Post-apokaliptyczny TES V:
Skyrim. Niewiarygodne, że ktoś był w stanie to wymyślić. Smoki wylazły na
powierzchnię przy okazji kopania tunelu w Londynie i zniszczyły ludzkość.
Fabuła rodem z filmu klasy Z, aczkolwiek obsada może urwać dupę: Christian
Bale, Gerard Butler, Izabella Scorupco, a przede wszystkim Matthew McConaughey
jako współczesny Dovakhin. Chociaż film wyprzedził Skyrim o 9 lat, to
podobieństw jest więcej.

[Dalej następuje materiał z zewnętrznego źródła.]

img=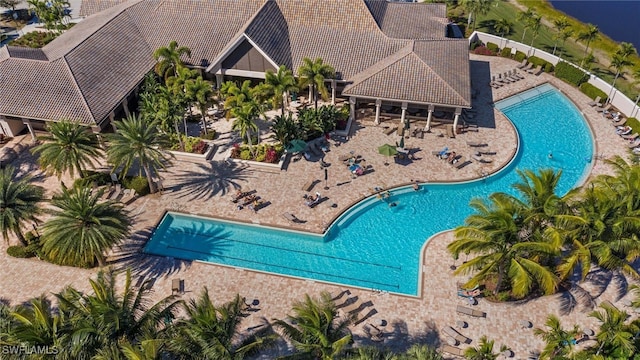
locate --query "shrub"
[240,149,251,160]
[7,246,34,259]
[192,140,209,154]
[122,176,151,196]
[556,61,589,87]
[580,83,607,103]
[487,42,500,54]
[200,130,218,140]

Northumberland wygląda jak północna prowincja Tamriel
(tylko bez śniegu), Bale opowiada o smokach w podobny sposób jak w trailerze
piątej części TES (no one want to believe, believe they even exist), a
McConaughey biega z ogromnym toporem bojowym. Swoją drogą jako Dovakhin naszych
czasów jest po prostu świetny, w ogóle nie przypominając swojego typowego
wizerunku. Poza tym możemy zobaczyć Bale jako Vadera i Butlera w roli
Skywalkera w przedstawieniu, które odgrywają dla dzieciaków – bardzo zabawnie
to wyszło. Ogólnie mówiąc szału nie ma, ale i żenady uniknięto.
źródło: http://en.wikipedia.org |
Ocena: 5/10 (za Matthew McConaughey jako Dovakhina).